The equation of one diagonal of a square is $2x+3y=5$ and the coordinates of one vertex is $(1,-3)$. Find the equations of two sides of the square which pass through the given vertex.
My Attempt:
Given, $$2x+3y=5$$
Slope of given line is $-2/3$. And the slopr of required line be $m$.
A quick thought strikes of a formula $$\tan \theta=\pm \dfrac {m_1 - m_2}{1+m_1.m_2}$$.
But Is there any other method?
On
If $Q(x,y)$ is on line $2x+3y=5$ then rotation around $P$ for $90^{\circ}$ which is point $R(x',y')$ must also lie on this line. So we have also $2x'+3y'=5$.
Now how do we get $R$ if we know $Q$? We go to complex plane. Then $Q = x+yi$ and $P= 1-3i$. Now $PR = i PQ$ and thus
$$R = P+i(Q-P) = 1-3i+ix-y-i-3= \underbrace{-2-y}_{=x'}+i\underbrace{(x-4)}_{=y'} $$
So we have another equation with $x$ and $y$:
$$ 2(-2-y)+3(x-4)= 5$$
I think you can go on your self here.
On
The diagonals of a square intersect at right angles and bisect the angles at the vertices. Therefore, the direction vectors of the sides are angle bisectors of the diagonals (and so also angle bisectors of their normals).
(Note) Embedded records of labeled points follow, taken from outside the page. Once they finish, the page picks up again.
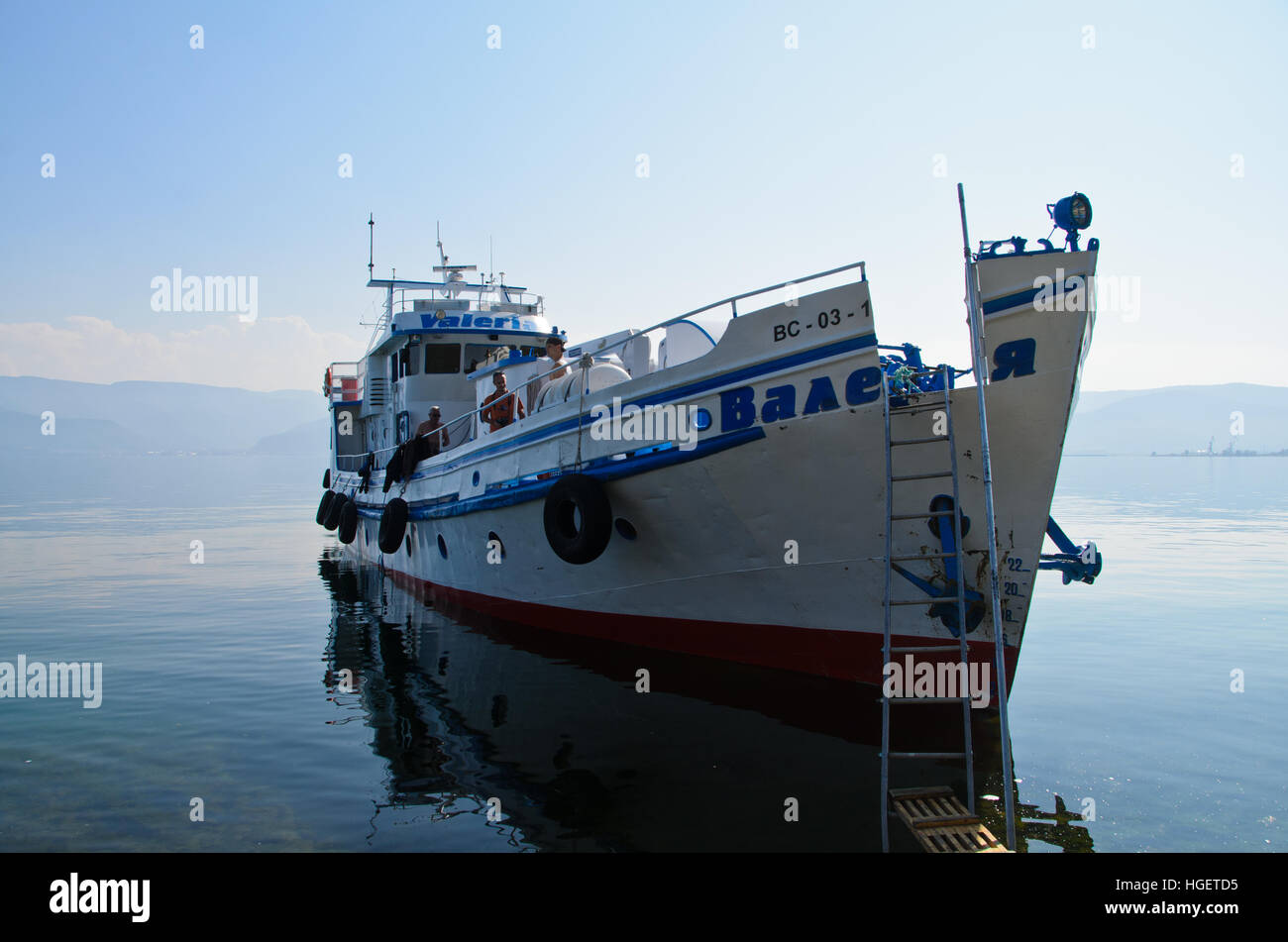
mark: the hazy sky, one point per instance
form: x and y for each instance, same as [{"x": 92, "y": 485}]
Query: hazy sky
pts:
[{"x": 127, "y": 154}]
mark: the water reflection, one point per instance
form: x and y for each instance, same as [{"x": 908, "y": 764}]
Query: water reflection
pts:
[{"x": 475, "y": 714}]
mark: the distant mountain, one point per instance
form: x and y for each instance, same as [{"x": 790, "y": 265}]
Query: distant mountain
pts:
[
  {"x": 310, "y": 438},
  {"x": 1177, "y": 418},
  {"x": 155, "y": 416},
  {"x": 185, "y": 417},
  {"x": 20, "y": 431}
]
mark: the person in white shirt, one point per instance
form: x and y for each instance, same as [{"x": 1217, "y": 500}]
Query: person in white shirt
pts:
[{"x": 554, "y": 351}]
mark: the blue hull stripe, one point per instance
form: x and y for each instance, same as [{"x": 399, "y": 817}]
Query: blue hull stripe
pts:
[
  {"x": 737, "y": 376},
  {"x": 603, "y": 469}
]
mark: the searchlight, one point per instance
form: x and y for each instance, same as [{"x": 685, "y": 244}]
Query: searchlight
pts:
[{"x": 1070, "y": 214}]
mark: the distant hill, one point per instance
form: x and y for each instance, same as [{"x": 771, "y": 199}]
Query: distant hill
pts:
[
  {"x": 154, "y": 416},
  {"x": 1177, "y": 418},
  {"x": 310, "y": 438},
  {"x": 20, "y": 431},
  {"x": 185, "y": 417}
]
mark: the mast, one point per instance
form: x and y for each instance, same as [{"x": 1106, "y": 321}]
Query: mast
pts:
[{"x": 980, "y": 366}]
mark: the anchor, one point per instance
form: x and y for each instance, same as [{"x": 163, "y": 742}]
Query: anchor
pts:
[
  {"x": 947, "y": 610},
  {"x": 1082, "y": 563}
]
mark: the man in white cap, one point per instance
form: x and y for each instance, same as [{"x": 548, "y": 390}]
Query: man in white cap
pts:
[{"x": 554, "y": 352}]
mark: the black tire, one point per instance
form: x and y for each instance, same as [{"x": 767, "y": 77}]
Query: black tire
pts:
[
  {"x": 333, "y": 515},
  {"x": 348, "y": 528},
  {"x": 393, "y": 525},
  {"x": 574, "y": 494},
  {"x": 323, "y": 506}
]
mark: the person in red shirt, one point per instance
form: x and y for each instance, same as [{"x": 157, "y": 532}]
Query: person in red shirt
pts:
[{"x": 502, "y": 405}]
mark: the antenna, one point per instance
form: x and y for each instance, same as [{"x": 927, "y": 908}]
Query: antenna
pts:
[{"x": 372, "y": 246}]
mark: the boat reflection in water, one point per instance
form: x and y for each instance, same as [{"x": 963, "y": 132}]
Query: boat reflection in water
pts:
[{"x": 471, "y": 712}]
We’re given that one diagonal lies on the line $2x+3y=5$. A normal vector to this line can be read directly from the equation: $\mathbf n_1=(2,3)$, and from this we get a normal to the other diagonal, $\mathbf n_2=(3,-2)$. These two vectors have the same length, so their angle bisectors are simply their sum and product. Using the point-normal form of the equation for a line, this gives $$[(3,-2)+(2,3)]\cdot(x,y)-[(3,-2)+(2,3)]\cdot(-1,3)= 5x+y-2=0$$ and $$[(3,-2)-(2,3)]\cdot(x,y)-[(3,-2)-(2,3)]\cdot(-1,3)=x-5y-16=0$$ for equations of the lines on which the sides of the square that meet at the vertex $(1,-3)$ lie.
An important property of squares is that their diagonals bisect each other and intersect perpendicularly.
Note that the point $(1,-3)$ is not on the line $2x + 3y = 5$. But, the diagonal passing through $(1,-3)$ must intersect $2x+3y=5$ perpendicularly. As you've said, the slope of that line is $-\frac{2}{3}$, so the slope of the other diagonal is $\frac{3}{2}$. You can use this to find that the diagonals of the square intersect at $(\frac{37}{13}, -\frac{3}{13})$. Do you have an idea of where to go from there?